After several statistical analyses were run on the data, the results suggest that participants who consumed more than 7 grams (about ½ tablespoon) of olive oil per day had a 28% lower risk of dying from dementia. This association remained consistent despite diet quality and after adjusting for the gene that raises the risk of dementia.
The study authors note that olive oil had previously been shown to exhibit anti-inflammatory and neuroprotective benefits when part of a Mediterranean diet—and that this may be due to its high levels of monounsaturated fatty acids and antioxidant properties.
The difference between this study and previous studies is that these researchers looked for associations between olive oil intake and the risk of dying from dementia regardless of diet quality. Most of the other studies on olive oil and brain health were also done in Mediterranean countries, so these researchers wanted to look at U.S. populations where olive oil consumption tends to be lower.
How Does This Apply to Real Life?
Olive oil can be incorporated into your diet in many ways. You can use it in salad dressings or as a dipping oil for your bread. Zhuzh your dipping oil up by adding garlic and spices, like oregano and red pepper flakes. You can also use olive oil to sauté veggies and bake with—like in our Coriander-Citrus Olive Oil Cake. I even drizzle olive oil (or avocado oil) into my smoothie before whipping it up. It doesn’t affect the flavor and it’s a super easy way to add more of this healthy fat into your day.

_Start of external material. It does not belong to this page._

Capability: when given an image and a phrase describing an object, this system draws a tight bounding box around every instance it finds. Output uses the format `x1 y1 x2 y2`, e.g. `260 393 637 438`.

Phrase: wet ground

We also know that certain foods tend to negatively affect brain health and may increase the risk of dementia, including red meat, ultra-processed foods, foods high in added sugar and alcohol, so limiting these may help. Conversely, foods high in healthy fats and antioxidants support brain health, including seafood, nuts and seeds, so they make a great addition to a brain-healthy eating pattern.
Lifestyle habits, including getting plenty of quality sleep, managing chronic stress, engaging in regular physical activity and socializing in person—as opposed to through a screen—can also contribute to a healthy brain.
The Bottom Line
Like most other diseases, you can lower your risk of dementia by including a variety of nutritious foods and healthy activities. And while no one food is a magic pill, increasing your intake of olive oil may go a long way toward supporting your brain’s health. Think outside the box and find creative ways to add it to your daily meals and snacks.